Markov goes to Monte Carlo

Numerical and scientific fields such as statistics, computational physics, and optimization methods heavily rely upon Markov chain Monte Carlo methods. These simulation techniques use the power of Markov chains to sample general probability distributions, which in turn give Monte Carlo methods for estimating integrals and optimal solutions.

This is the third part of a multi-part series of posts. The first part covers Markov chains. The second part covers the basics of Monte Carlo methods. This post combines the ideas from the first two parts. Overall, the posts sketch the mechanics of Markov chain Monte Carlo (MCMC) methods, whose importance and applications I detailed in a previous post.

We will only examine Markov chains with countable state spaces. In this setting, we only need standard probability and matrix knowledge. But the results extend to general state spaces, such as Euclidean space.

By the way, I doubt that Andrey A. Markov ever went to Monte Carlo in the small country of Monaco.1But Herbie did.

Monte Carlo conditions

Sum

In the first post we covered Markov chains with countable state spaces, because the mathematics is more transparent. Consequently, we can use such Markov chains to estimate the sum of a function \(f\) over a countable (possibly infinite) set \(\mathbb{S}\). We can write the sum as

$$\begin{align}S(f)&=\sum_{x\in \mathbb{S}} f(x) \\&= \sum_{x\in\mathbb{S}} \frac{f(x)q(x)}{q(x)}\\& = \mathbb{E}_{q}[ \frac{f(Y)}{q(Y)}]\\& = \mathbb{E}_{q}[ g(Y)]\,,\end{align}$$

where \(g=f/q\) and \(Y\) is a suitable random variable that has a probability mass function \(q\) with support \(\mathbb{S}\).

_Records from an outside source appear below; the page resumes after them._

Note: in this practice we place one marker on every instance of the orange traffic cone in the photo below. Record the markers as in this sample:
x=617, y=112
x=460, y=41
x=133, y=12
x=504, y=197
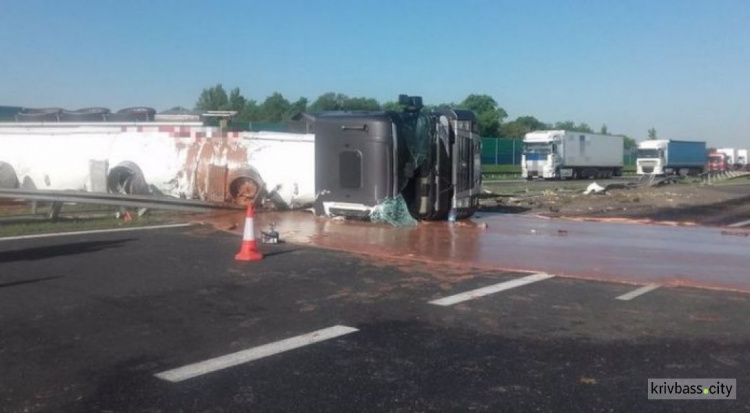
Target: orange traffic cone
x=249, y=250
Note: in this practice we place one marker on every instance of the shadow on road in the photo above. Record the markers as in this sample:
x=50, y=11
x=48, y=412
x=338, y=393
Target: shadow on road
x=40, y=253
x=31, y=281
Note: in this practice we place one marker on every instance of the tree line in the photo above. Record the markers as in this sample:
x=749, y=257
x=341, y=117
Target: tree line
x=492, y=119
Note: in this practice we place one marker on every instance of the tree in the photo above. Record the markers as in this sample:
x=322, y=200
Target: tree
x=361, y=104
x=275, y=108
x=328, y=101
x=299, y=106
x=521, y=126
x=572, y=127
x=213, y=98
x=391, y=105
x=250, y=112
x=629, y=142
x=236, y=101
x=489, y=114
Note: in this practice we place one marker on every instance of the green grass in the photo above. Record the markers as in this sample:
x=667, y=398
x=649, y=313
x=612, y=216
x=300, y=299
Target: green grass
x=501, y=169
x=43, y=227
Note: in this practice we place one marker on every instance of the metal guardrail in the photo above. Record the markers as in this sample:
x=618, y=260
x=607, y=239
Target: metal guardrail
x=117, y=200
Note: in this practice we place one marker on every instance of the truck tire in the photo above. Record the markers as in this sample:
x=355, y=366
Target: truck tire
x=8, y=177
x=127, y=178
x=245, y=186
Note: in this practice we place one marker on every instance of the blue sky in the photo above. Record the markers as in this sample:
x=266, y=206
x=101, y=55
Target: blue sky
x=681, y=66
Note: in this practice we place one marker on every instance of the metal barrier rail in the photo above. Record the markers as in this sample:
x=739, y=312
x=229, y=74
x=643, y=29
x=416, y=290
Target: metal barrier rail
x=117, y=200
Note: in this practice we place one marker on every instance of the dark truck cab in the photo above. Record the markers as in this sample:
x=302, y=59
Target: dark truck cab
x=431, y=159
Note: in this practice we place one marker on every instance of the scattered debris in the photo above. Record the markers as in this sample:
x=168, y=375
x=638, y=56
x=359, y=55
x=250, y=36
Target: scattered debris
x=735, y=233
x=593, y=188
x=393, y=211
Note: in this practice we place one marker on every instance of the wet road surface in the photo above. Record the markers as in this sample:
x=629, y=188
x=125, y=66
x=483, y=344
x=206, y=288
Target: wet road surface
x=622, y=252
x=89, y=321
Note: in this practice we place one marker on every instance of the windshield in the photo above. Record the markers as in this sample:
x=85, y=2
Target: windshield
x=649, y=153
x=537, y=148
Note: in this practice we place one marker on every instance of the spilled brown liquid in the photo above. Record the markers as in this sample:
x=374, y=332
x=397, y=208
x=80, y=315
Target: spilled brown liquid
x=622, y=252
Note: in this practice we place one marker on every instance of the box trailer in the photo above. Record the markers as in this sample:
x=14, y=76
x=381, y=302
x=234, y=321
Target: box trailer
x=430, y=159
x=742, y=159
x=182, y=160
x=671, y=157
x=559, y=154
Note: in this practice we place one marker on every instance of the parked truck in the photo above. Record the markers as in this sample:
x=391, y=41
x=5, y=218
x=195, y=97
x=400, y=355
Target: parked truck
x=430, y=159
x=559, y=154
x=717, y=162
x=742, y=159
x=671, y=157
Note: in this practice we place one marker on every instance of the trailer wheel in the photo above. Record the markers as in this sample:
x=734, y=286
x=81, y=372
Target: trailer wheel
x=244, y=186
x=8, y=177
x=127, y=178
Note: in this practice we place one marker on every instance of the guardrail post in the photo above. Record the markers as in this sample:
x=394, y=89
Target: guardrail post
x=54, y=212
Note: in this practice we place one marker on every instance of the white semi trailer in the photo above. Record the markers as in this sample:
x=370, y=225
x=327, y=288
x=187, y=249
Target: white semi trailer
x=559, y=154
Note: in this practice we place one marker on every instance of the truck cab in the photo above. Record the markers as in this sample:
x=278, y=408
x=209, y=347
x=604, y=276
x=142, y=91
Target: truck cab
x=540, y=158
x=651, y=158
x=430, y=159
x=717, y=162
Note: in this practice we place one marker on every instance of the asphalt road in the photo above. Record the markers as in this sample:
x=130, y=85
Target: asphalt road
x=88, y=321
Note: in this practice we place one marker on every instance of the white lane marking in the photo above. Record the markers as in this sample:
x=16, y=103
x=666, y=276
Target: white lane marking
x=95, y=231
x=640, y=291
x=255, y=353
x=740, y=224
x=492, y=289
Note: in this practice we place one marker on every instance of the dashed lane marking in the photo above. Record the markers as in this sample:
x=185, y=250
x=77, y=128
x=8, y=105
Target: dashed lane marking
x=639, y=291
x=95, y=231
x=255, y=353
x=492, y=289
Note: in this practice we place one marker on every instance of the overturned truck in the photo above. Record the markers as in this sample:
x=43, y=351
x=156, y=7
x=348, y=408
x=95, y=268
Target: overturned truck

Sampling the random variable (or point) \(Y\), gives the samples \(y_1,\dots,y_n\), which yields an unbiased Monte Carlo estimate of the sum, namely

$$S_n (f)=\frac{1}{n}\sum_{i=1}^n \frac{f(y_i)}{q(y_i)}.$$

The closer the function \(q\) is to \(|f|\), the better the estimate.

Integral

We can write an integral over some region \(\mathbb{S}\) as

$$\begin{align}\int_{\mathbb{S}} f(x) dx &= \int_{\mathbb{S}} \frac{f(x)}{p(x)}p(x)dx\\ & =\mathbb{E}_p[\frac{f(Y)}{p(Y)}]\,,\end{align}$$

where \(p\) is the probability density of a random variable (or point) \(Y\) with support \(A\). Then by sampling \(Y\), the resulting samples \(y_1, \dots, y_n\in [0,1]\) give the unbiased Monte Carlo estimate

$$I_n (f)=\frac{1}{n}\sum_{i=1}^n \frac{f(y_i)}{p(y_i)}\,.$$

Ergodic sequence

To estimate the sum or integral, we’ll need a sequence of ergodic random variables \(\{Y_i\}_{i\in\mathbb{N}}\), which we can achieve with an ergodic Markov chain with a state space \(\mathbb{S}\).

Markov chain conditions

In the context of Markov chains and, more generally, stochastic processes, we can think of ergodicity as convergence and a slightly more general version of the law of large numbers. A Markov chain with a countable state space needs some conditions to ensure ergodicity.

Regularity conditions for countable a Markov chain

  1. A stationary distribution \(\pi\)
  2. Aperiodicity
  3. Irreducibility
  4. Postive recurrence

In general, most of the needed structure for the Markov chain comes from irreducibility and a stationary distribution existing. Sometimes the above conditions are redundant. For example, an aperiodic, irreducible Markov chain with a finite state space is always positive recurrent. We look at ways on how to satisfy these conditions in the Monte Carlo setting when the underlying state space is countable.

Stationary distribution \(\pi\)

A stationary distribution \(\pi\) satisfies equation

$$ \pi=P\pi.$$

We know exactly what our stationary distribution \(\pi\) needs to be. It is the one used in the Monte Carlo method, namely the distribution of \(Y\). The challenge is constructing a Markov chain with such a stationary distribution. This will of course depend on the Markov (transition) kernel \(P\) of the Markov chain.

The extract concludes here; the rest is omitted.